Can anybody help me?
What does SPQR mean? I see it in roman movies, pictures, and other images.
Is this a latin abbreviation for something?
Can anybody help me?
What does SPQR mean? I see it in roman movies, pictures, and other images.
Is this a latin abbreviation for something?
Senatus Populus Que Romanus…the Senate and the people of Rome
I seem to remember it as Senatus Populusque Romae
Google search got: “Senatvs Popvivsque Romanvs”
In Latin, que is a suffix that can be tacked onto a word meaning “and.” Specifically, it means that the word to which it is suffixed is the added word. When placing abbreviations on monuments, the Q was included to indicate that an “and” had been in the original meaning.
OK, I think you’ve got some pretty good translations posted above to help answer your post. But how is this expression used today? Basically, it’s used to suggest “the people and our elected officials,” or more generally, “everyone who matters”
To attempt to provide a little more context, IANALatin Scholar, but S.P.Q.R. was a “motto” of the Roman Republic, and was seen around the city and maybe even on standards going into battle (?). It was representative of the fact that Rome was a republic not a monarchy, something the Republic was as proud of back then as we Americans are today of being a democracy. They basically used the phrase to blow their own horns in a bit a national pride.

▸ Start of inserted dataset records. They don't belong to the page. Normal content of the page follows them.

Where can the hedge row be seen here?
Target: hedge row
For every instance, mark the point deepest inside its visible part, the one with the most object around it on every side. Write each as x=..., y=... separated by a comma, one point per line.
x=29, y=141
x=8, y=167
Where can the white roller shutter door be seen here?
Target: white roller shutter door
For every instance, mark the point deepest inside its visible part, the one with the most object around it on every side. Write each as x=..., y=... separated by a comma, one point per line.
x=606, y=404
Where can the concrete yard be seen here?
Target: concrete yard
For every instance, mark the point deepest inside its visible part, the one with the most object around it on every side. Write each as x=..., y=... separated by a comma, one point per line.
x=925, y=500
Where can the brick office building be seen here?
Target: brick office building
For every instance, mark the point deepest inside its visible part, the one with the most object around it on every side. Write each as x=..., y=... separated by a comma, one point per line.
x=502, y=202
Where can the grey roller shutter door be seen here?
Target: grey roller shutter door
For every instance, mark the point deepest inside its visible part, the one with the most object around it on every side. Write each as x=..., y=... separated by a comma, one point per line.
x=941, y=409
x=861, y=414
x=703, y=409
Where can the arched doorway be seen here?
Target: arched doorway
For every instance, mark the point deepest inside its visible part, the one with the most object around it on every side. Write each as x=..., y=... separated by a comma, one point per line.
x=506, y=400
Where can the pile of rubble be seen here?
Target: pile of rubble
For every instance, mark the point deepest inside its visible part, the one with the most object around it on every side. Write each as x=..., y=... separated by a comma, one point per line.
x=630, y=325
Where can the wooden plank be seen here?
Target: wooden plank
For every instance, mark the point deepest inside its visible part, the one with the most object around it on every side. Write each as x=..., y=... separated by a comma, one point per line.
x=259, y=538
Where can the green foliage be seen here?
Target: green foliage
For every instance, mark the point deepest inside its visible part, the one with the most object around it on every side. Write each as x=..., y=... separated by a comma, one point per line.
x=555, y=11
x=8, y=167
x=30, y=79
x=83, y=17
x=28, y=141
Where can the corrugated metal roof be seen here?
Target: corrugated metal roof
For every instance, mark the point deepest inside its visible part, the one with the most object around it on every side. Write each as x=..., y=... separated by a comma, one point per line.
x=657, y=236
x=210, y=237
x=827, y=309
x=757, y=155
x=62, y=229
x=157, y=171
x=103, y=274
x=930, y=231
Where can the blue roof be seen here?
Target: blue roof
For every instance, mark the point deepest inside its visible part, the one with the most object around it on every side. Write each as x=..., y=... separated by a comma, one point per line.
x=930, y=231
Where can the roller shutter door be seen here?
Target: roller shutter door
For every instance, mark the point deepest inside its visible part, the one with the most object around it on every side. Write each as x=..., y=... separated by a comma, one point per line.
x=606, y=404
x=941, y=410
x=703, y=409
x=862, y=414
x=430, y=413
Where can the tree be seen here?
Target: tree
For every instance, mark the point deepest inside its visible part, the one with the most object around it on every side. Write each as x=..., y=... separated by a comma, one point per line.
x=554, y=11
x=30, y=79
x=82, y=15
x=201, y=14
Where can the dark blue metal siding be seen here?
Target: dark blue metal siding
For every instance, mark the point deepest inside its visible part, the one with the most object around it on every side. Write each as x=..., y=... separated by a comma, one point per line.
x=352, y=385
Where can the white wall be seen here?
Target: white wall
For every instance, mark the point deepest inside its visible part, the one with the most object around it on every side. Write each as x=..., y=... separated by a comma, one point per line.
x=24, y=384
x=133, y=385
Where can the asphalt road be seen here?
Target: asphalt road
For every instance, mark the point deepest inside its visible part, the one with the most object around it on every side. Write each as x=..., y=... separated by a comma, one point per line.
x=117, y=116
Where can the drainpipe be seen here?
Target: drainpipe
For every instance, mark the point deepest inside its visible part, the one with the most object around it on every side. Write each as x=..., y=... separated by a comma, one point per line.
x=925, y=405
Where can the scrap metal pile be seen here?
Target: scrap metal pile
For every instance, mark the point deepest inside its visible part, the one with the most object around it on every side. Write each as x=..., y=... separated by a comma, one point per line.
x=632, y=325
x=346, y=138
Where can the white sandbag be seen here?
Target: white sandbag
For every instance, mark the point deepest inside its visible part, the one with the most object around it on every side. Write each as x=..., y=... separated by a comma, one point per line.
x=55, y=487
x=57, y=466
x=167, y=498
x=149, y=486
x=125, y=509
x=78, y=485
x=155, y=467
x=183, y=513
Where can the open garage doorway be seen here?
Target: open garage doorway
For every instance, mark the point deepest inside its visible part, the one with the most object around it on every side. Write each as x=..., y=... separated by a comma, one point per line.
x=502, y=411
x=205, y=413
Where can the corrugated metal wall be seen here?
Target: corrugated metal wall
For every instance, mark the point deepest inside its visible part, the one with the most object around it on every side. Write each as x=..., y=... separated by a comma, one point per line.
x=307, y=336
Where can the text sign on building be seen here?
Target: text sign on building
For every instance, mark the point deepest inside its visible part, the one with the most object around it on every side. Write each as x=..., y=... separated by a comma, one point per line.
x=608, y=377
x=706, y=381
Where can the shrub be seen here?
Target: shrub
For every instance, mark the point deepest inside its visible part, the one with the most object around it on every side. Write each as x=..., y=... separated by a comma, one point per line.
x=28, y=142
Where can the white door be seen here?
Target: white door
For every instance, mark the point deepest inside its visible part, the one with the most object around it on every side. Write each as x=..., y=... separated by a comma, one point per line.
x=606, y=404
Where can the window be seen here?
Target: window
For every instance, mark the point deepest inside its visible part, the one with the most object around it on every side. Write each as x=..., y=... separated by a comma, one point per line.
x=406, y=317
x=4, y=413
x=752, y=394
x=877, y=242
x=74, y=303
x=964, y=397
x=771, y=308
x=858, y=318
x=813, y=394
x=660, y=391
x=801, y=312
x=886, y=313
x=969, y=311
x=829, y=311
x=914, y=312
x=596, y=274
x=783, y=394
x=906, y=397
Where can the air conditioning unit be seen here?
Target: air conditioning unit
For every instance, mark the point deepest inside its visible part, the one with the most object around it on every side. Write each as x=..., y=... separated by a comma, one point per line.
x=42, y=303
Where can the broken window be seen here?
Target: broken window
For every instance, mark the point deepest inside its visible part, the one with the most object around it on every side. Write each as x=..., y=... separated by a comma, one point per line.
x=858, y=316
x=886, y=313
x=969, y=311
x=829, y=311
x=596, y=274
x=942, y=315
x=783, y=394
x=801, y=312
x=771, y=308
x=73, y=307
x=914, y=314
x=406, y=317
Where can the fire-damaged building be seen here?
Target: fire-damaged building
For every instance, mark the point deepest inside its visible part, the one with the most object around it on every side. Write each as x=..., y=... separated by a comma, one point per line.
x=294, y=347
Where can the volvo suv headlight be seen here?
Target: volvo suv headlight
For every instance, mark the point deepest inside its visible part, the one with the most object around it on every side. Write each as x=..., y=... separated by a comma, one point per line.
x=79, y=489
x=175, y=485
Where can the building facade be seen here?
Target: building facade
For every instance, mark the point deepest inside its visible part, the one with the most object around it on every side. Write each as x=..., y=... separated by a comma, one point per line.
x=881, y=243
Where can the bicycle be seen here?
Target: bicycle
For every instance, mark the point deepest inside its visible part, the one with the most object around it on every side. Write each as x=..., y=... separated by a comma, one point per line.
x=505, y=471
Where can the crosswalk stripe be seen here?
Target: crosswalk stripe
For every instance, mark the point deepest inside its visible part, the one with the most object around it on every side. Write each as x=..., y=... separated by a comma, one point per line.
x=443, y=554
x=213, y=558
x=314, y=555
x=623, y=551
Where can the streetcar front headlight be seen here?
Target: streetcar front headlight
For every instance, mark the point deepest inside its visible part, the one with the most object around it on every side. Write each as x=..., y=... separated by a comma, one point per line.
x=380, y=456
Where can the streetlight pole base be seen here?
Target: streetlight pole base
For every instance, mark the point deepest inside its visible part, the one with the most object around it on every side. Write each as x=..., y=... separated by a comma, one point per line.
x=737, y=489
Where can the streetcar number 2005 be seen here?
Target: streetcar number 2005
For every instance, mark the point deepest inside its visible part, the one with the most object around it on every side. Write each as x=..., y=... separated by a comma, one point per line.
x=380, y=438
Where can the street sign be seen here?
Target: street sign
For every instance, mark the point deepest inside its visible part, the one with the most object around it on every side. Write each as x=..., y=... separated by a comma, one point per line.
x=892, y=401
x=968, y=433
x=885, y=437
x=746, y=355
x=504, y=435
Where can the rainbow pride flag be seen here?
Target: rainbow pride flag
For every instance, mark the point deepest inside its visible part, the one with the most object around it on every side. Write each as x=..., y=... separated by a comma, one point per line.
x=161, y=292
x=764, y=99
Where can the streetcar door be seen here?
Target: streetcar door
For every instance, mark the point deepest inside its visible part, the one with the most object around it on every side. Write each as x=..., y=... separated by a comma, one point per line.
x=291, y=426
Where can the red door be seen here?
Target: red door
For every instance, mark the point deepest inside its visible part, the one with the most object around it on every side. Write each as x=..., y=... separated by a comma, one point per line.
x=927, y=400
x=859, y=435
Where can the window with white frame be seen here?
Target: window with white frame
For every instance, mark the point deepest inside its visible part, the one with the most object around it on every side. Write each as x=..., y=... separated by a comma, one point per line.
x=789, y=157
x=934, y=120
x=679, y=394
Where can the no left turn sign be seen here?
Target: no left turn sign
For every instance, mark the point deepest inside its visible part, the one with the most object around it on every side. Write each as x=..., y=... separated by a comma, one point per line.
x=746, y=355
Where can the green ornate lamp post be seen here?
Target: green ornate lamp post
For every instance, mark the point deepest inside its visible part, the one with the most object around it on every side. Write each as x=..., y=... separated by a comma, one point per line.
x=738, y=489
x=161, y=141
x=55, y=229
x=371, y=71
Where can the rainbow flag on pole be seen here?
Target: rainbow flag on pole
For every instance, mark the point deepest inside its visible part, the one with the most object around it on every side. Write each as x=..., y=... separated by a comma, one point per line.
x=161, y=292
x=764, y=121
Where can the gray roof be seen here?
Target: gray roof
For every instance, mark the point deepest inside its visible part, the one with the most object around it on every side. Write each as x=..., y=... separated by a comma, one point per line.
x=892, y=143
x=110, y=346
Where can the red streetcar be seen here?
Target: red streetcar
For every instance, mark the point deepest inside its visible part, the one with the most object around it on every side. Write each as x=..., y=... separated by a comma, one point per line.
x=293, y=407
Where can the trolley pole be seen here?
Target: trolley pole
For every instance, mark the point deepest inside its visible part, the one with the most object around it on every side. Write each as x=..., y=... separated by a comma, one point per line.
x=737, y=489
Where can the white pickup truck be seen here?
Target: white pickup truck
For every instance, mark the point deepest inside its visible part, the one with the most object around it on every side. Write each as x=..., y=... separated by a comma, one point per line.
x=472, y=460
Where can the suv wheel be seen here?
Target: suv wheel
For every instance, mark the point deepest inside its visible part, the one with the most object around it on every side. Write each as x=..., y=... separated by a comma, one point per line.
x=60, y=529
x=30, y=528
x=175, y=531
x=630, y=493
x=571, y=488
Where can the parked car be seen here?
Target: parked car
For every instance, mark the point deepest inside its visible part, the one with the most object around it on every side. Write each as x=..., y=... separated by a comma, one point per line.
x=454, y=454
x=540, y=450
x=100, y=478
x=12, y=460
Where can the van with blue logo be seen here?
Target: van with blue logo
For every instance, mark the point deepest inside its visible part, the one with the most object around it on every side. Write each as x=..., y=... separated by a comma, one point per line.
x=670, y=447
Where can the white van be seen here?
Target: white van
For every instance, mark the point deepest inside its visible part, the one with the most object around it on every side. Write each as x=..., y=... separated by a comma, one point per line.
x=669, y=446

As for its use today, Pablito may be right, but I don’t recall seeing it used to represent “everyone who matters” in a more generic fashion, the way that Ancient Roman words like “patricians” and “plebians” are used with regularity today to generically describe blue bloods and commoners…
Not to be confused with the business motto SPQR = “Small Profits, Quick Returns”…
It closely resembles “the Crown in Parliament” in British use and “the people of the United States in Congress assembled” in early American text – the people conceived of as the basis of sovereignty and their chosen political institutions, the first acting through the other, as the basis for the validity of political decisions.
And it is definitely Senatus Populusque Romanus. Accept no other spellings.
In modern Rome, all the sewer grates and various other public works still stay SPQR on them.
Police cars, too, IIRC, tho’ it’s been a few years since I was there.